Asian Ginseng (Panax ginseng) is sometimes called Korean or Chinese Ginseng and is the dried root of one of several species of the Araliaceae family of herbs. The most common type of ginseng is Asian ginseng, often called Panax, Chinese, or Korean ginseng – but most frequently referred to as Panax Ginseng and is the ginseng most people mean when they ask for it just by the name ginseng. It should not be confused with Siberian Ginseng which is Eleutherococcus senticosus.
Asian Ginseng is a knobby, light tan root. Occasionally the centre part of the root is said to resemble the human body because the string like shoots that stem off from the root look like arms and legs. The same is said of Mandrake.
The ginseng plant is more commonly identified by its leaves that form a circular pattern growing around its straight stem. Yellowish-green flowers bloom in the center of the plant and produce red berries from their umbrella-like blossoms. Since ginseng root is only ready for use once it is about 4 to 6 years old it is important to know that the age of the plant can be identified by counting the number of wrinkles around the plant’s neck. It is one of the reasons why this herb is notably expensive.
Constituents and Uses of Asian Ginseng:-
The main chemical ingredients in Asian ginseng are the ginsenosides (Rg1 as marker); glycans (panaxans); polysaccharide fraction DPG-3-2; peptides; maltol; and volatile oil.

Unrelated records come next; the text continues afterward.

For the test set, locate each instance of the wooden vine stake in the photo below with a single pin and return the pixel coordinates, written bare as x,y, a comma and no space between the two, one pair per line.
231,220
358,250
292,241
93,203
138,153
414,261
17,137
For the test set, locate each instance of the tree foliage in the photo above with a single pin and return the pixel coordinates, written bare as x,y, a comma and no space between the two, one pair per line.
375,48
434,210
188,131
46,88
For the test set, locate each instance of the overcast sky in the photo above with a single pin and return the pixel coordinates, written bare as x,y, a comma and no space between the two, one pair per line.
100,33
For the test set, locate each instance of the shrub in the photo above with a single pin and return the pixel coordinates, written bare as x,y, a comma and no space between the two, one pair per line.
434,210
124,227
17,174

Asian Ginseng contains compounds known as adaptogens. Adaptogens are believed to be helpful for people dealing with physical and/or emotional stress. Today, several Asian countries are prescribing Asian Ginseng as a treatment for several illnesses, including heart conditions and to enhance overall health.
Studies of Western herbal medicine show that ginseng’s ability to regulate the immune system can assist in the prevention of colds, flu, and some forms of cancer. Case studies show that ginseng may also be effective in lowering the sugar content in the blood and and lowering cholesterol levels. Consequently, ginseng may prove beneficial when used in connection with type 2 diabetes and when used by those suffering from high cholesterol.

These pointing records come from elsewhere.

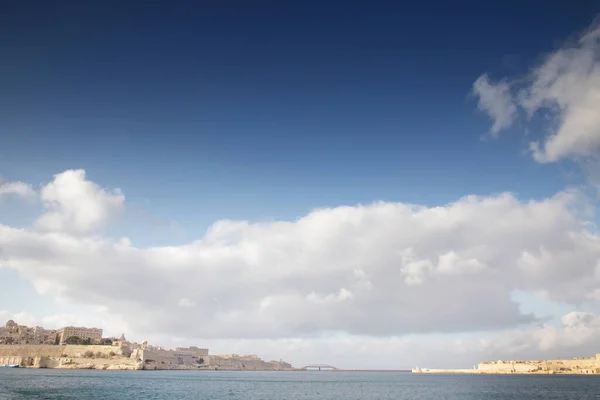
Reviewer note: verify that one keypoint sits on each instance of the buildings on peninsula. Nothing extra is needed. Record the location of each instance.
(85, 348)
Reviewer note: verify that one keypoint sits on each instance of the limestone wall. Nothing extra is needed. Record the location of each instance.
(55, 351)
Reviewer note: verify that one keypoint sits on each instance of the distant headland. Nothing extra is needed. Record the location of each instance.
(85, 348)
(579, 366)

All the potential uses of the ginseng root have not been fully explored; however, in both laboratory studies of humans and animals, ginseng proved successful in relaxing the muscles of the lungs. By relaxing the muscles of the lungs that control the airway, ginseng may be able to provide some relief for symptoms associated with asthma, constriction of the airways, and other lung diseases. Further studies show that a combination of panax ginseng and gingko biloba may increase memory capacity and enhance the thinking processes. However these are only suggested effects that are not supported by any clinical evidence.

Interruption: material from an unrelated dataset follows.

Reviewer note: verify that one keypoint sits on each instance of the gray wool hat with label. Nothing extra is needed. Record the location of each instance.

Panax ginseng can be taken orally or applied externally. It has been suggested that direct application to the male genitalia may prove beneficial in treating erectile dysfunction in men. (This editor doesn’t happen to believe that this is true at all and although I don’t have such a problem, being a man I AM interested in the subject and I haven’t managed to find one single shred of evidence to support this – merely anecdotal tattle!)
There is some evidence, however, from a large study involving the oral application of panax ginseng resulting in the increase of sperm count, quality, and movement, ultimately improving male fertility. An exact and thorough explanation for panax ginseng’s ability to improve fertility in males has yet to be determined. However, it is hypothesized that the chemical make up of panax ginseng helps activate certain hormones in the body leading to induced or increased production. This theory has led to the addition of panax ginseng in popular sports drinks or supplements in an attempt to increase athletic performance. However, there is no clinical evidence to substantiate all of its purported uses.
When used with Ginkgo biloba, panax ginseng may improve memory and symptoms of attention deficit-hyperactivity disorder (ADHD) in children.